“Kepada orang yang pikiranmu merasakan ketenangan,” dan seterusnya. Kisah ini diceritakan oleh Sang Guru ketika berada di Hutan Anjana (Añjana), mengenai seorang brahmana. Menurut kisah yang disampaikan secara turun-temurun; ketika Bhagawan dengan para siswanya sedang memasuki Kota Saketa (Sāketa), seorang brahmana tua dari tempat tersebut, yang hendak pergi ke luar, bertemu dengan beliau di gerbang kota. Setelah bersujud kepada Bhagawan, dan memegang pergelangan kakinya dengan penuh hormat, pria tua itu berseru, “Nak, bukankah adalah kewajiban anak-anak untuk membahagiakan hari tua orang tua mereka? Mengapa engkau tidak mengizinkan kami untuk menemuimu selama ini? Akhirnya saya bisa bertemu denganmu; mari, biar ibumu melihatmu juga.”

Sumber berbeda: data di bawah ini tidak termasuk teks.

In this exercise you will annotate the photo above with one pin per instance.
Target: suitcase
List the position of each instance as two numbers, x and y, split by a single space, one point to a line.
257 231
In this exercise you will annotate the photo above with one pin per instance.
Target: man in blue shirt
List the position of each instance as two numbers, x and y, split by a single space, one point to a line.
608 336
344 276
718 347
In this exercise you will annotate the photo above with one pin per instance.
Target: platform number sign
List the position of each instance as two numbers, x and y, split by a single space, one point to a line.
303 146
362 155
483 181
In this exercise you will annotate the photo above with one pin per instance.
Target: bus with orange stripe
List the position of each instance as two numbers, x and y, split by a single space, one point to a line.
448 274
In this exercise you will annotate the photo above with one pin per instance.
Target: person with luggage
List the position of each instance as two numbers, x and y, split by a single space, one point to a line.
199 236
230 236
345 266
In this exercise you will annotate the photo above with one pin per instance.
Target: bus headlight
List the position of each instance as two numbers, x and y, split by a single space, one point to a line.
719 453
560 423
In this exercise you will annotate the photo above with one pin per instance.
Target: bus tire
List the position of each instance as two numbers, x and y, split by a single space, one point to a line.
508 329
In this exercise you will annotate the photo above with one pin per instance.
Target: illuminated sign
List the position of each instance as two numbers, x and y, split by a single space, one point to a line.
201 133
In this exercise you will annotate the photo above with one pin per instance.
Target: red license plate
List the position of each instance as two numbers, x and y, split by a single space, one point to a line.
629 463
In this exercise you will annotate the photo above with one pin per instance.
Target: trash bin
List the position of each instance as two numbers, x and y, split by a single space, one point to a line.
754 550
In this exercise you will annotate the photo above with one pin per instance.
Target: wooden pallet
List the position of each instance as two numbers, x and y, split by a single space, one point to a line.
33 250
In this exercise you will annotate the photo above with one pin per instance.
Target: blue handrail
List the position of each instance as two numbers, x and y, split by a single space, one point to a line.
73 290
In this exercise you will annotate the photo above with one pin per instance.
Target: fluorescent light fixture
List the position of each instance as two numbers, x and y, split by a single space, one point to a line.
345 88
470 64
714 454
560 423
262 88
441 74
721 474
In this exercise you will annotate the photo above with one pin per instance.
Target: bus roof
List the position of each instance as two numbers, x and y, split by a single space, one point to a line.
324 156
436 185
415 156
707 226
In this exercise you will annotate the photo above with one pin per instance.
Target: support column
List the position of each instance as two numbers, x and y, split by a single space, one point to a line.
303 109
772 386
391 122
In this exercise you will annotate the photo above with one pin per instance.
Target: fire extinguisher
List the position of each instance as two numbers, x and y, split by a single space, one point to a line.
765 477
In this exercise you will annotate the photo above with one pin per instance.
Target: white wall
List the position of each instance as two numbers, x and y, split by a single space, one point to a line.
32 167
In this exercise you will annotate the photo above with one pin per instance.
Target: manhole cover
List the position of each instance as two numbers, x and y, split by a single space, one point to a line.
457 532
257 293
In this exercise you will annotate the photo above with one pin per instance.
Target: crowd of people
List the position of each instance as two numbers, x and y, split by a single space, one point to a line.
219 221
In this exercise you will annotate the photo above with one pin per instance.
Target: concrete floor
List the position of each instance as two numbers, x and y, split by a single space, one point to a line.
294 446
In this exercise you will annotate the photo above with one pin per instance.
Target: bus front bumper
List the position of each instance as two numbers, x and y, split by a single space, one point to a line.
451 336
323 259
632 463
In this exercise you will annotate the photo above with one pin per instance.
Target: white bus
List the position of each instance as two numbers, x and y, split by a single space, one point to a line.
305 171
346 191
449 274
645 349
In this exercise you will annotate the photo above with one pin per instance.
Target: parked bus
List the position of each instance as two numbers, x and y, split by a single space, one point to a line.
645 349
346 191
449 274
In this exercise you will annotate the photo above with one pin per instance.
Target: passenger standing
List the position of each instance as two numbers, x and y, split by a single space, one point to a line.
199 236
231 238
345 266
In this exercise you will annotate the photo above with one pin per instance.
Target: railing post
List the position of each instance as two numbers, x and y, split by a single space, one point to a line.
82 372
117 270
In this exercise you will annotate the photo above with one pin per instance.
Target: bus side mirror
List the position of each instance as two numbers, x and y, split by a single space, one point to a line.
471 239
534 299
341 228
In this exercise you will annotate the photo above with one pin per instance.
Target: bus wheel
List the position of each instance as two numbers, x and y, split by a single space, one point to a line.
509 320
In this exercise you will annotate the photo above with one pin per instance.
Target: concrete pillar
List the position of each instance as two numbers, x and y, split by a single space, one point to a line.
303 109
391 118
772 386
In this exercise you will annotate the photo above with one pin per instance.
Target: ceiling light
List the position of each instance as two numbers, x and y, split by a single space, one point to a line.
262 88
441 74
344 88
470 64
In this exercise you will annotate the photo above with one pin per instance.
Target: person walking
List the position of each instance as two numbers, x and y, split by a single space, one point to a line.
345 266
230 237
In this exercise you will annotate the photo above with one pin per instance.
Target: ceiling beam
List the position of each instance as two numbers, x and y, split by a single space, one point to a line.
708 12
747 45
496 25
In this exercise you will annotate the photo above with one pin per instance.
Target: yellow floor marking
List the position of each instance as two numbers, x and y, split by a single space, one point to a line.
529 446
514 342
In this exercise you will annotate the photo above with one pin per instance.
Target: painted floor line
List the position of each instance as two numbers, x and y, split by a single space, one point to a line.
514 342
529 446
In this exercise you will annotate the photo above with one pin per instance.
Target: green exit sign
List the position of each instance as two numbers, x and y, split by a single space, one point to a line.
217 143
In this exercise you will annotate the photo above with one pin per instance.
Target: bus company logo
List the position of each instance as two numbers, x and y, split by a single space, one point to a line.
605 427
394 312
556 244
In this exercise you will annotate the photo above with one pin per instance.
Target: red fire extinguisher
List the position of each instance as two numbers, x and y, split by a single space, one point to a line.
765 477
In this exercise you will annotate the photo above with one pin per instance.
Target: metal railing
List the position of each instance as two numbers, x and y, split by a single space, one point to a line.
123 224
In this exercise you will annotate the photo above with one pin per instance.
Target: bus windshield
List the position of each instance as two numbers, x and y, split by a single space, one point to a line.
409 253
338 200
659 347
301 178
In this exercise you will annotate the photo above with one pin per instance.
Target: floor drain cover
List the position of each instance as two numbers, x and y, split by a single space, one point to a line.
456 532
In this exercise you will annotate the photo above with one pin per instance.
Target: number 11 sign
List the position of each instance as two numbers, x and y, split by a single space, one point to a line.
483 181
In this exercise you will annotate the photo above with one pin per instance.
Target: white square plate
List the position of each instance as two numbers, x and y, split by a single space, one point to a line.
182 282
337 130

Setelah berkata demikian, ia membawa Sang Guru ke rumahnya; di sana, Sang Guru duduk di tempat duduk yang disiapkan untuknya, dengan para siswanya berada di sekelilingnya. Kemudian datanglah istri brahmana itu, dan ia juga bersujud kepada Sang Guru, berseru, “Anakku, ke manakah engkau pergi selama ini? Bukankah adalah kewajiban anak-anak untuk menyenangkan hari tua orang tua mereka?” Ia kemudian memanggil semua anak laki-laki dan anak perempuannya bahwa saudara mereka telah datang, dan menyuruh mereka memberi penghormatan kepada Bhagawan. Sepasang orang tua itu, dengan pikiran yang dipenuhi kebahagiaan, memberikan derma besar, yaitu jamuan makanan kepada Bhagawan dan para siswanya. Setelah selesai makan, Sang Guru membabarkan sutta yang berhubungan dengan usia tua kepada kedua orang tua itu; setelah selesai, sepasang suami istri itu memenangkan buah kesucian ketiga (Anāgāmi-phala ). Lalu, setelah bangkit dari tempat duduknya, Sang Guru kembali ke Hutan Anjana.
Saat berkumpul bersama di Balai Kebenaran, para bhikkhu membicarakan hal tersebut. Mereka mengatakan bahwa brahmana itu pastinya tahu dengan benar bahwa Suddhodana adalah ayah, dan Mahamaya (Mahāmāyā) adalah ibu dari Bhagawan; meskipun demikian, brahmana dan istrinya itu menyatakan bahwa Bhagawan adalah putra mereka; — dengan persetujuan dari Sang Guru. Apa maksud dari semua ini?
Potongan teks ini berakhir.